We turned on the anomaly detection layer for every Nautilus customer on April 1st. Here are five real incidents it surfaced, anonymized but otherwise unmodified.

We turned on the anomaly detection layer for all customers on April 1st. The feature is what it sounds like: a model that watches the stream of scans, counts, voice events, and movements in your warehouse, and flags patterns that look unusual.

We were curious what it would actually catch. The team had spent months on the model and we had a long list of theoretical anomalies we'd designed for, but theory is theory. Here are five real things it surfaced in the first month, anonymized but otherwise unmodified. None of these were in our list of design cases.

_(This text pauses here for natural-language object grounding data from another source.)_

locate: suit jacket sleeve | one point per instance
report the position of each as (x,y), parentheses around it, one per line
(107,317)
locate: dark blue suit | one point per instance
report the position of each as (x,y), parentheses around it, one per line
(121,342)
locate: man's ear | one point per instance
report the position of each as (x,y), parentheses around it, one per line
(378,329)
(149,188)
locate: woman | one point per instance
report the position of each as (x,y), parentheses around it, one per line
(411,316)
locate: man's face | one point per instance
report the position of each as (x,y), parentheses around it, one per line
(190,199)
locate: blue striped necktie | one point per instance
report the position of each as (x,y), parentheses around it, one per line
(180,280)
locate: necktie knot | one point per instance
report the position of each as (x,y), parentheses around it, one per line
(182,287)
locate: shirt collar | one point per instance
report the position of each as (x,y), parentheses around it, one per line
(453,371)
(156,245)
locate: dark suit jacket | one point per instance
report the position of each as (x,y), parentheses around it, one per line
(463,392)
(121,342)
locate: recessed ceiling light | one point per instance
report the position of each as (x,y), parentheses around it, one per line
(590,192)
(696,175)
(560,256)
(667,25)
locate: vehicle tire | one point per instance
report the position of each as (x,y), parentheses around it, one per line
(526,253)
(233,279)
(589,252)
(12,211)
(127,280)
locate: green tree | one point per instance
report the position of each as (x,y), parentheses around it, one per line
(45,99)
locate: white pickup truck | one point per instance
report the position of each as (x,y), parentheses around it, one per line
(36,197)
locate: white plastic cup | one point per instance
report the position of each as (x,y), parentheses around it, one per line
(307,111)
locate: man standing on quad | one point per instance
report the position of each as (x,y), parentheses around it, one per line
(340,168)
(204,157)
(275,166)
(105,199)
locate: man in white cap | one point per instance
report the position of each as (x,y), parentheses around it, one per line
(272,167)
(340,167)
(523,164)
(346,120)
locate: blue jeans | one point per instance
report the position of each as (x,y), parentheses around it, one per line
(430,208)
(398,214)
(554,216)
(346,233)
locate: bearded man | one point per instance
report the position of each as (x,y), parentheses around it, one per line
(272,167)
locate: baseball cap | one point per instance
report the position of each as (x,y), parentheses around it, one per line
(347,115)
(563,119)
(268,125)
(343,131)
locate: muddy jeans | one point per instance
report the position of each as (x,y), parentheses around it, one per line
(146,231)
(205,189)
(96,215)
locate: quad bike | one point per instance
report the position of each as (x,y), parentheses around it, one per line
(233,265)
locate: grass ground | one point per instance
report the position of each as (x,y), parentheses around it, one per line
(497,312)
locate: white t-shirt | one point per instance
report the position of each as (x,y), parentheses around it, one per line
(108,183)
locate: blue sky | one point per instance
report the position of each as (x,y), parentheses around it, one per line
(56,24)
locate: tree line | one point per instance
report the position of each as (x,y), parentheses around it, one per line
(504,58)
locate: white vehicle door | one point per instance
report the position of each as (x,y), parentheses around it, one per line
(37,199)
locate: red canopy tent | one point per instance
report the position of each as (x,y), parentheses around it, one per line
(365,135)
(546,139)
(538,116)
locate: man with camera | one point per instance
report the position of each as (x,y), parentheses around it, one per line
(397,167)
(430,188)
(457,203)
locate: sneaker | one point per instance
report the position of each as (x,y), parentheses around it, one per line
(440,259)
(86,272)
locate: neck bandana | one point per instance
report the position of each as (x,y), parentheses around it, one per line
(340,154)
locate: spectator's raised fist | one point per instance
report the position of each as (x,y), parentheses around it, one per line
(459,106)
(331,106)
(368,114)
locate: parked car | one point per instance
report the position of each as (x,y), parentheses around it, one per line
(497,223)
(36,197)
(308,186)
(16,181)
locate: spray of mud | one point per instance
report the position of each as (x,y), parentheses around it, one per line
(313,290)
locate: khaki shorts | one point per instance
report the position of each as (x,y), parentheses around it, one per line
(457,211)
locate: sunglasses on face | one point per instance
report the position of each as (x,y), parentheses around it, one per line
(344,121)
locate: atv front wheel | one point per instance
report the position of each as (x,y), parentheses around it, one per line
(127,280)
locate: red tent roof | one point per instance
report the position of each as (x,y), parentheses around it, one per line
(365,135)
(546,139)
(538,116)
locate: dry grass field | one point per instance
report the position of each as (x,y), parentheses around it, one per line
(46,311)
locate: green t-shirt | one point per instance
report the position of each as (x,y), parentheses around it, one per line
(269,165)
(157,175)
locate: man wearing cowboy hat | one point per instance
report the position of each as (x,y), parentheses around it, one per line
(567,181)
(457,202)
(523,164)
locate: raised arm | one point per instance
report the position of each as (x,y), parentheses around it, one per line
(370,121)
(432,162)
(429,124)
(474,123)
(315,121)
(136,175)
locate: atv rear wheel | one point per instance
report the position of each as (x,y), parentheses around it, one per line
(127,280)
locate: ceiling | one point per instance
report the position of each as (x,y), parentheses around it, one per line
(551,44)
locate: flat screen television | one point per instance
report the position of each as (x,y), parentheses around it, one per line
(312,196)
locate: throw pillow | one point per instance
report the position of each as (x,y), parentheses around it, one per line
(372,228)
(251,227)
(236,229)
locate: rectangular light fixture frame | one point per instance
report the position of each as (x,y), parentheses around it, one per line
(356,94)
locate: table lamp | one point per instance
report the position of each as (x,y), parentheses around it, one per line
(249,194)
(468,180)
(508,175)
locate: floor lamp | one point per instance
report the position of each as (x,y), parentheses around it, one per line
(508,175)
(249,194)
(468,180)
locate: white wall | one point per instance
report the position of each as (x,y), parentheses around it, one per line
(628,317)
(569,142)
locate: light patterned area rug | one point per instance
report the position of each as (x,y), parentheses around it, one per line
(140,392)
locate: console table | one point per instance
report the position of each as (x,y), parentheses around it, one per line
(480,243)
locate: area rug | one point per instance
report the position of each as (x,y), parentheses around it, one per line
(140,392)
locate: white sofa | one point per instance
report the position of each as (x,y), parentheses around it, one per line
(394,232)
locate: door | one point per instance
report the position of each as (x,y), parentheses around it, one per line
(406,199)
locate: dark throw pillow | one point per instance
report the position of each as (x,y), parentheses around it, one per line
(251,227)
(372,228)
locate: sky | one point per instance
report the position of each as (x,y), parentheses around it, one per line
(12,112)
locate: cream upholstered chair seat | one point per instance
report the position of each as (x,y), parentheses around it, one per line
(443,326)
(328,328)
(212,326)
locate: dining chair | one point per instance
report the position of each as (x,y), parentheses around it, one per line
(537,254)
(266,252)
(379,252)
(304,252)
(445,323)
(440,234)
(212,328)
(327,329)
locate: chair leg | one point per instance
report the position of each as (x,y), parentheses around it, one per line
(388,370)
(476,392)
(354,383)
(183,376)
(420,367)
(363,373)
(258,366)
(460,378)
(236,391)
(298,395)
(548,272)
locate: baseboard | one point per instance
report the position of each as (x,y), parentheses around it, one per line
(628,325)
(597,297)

One. The unproductive scanning

First customer, large auto parts distributor. Day three of the feature being live, we get a note from their warehouse manager: their early-morning shift had been scanning the same SKU 47 times in 8 minutes. The anomaly system flagged it as "repeat-scan well above normal distribution." On its own, that's not necessarily a problem; sometimes operators scan things repeatedly during a difficult count.

The manager investigated. The operator had been scanning the same item over and over to inflate a "scans per hour" metric that their previous manager had set as a productivity KPI. The current manager hadn't even known the metric existed. It came up in the conversation that followed.

We didn't design the system to detect gaming of productivity metrics, but in retrospect we should have expected it. Anywhere there's a number a person is measured by, there are operators figuring out how to make the number go up without doing more work. The model didn't flag "this person is gaming a metric." It flagged "this scan pattern is statistically improbable under normal operations." The interpretation was the manager's.

Two. The late-night adjustment

Second customer, mid-sized 3PL. At 2:47 in the morning, an inventory adjustment of -120 units of a high-value SKU was entered by a user account with administrator permissions. The model flagged it on two dimensions: time of day was outside the user's typical activity window, and the magnitude was 4 standard deviations above their average adjustment size.

It turned out to be legitimate. The user was an operations manager who was in the building doing a late-night audit before a quarterly review. The adjustment reflected a known but unreported shrinkage that they were finally writing down in the books.

But: it could have been theft. And the fact that it took a model to surface this for review, rather than a human noticing it the next morning during a 30-second glance at the activity log, is the point. The 30-second glance doesn't happen reliably. The model flag does.

The customer has since used the same pattern to set up explicit review requirements for after-hours adjustments above a threshold. We didn't build that workflow; they built it themselves on top of our alert. Good outcome.

Three. The vendor mislabel

Third customer, electronics distributor. They were receiving a shipment from a Chinese supplier whose labels had been mostly fine for two years. The anomaly system flagged that the SKUs being received didn't match the SKUs on the corresponding purchase order. Not by a wide margin: three SKUs out of 80 were off by one in their internal coding.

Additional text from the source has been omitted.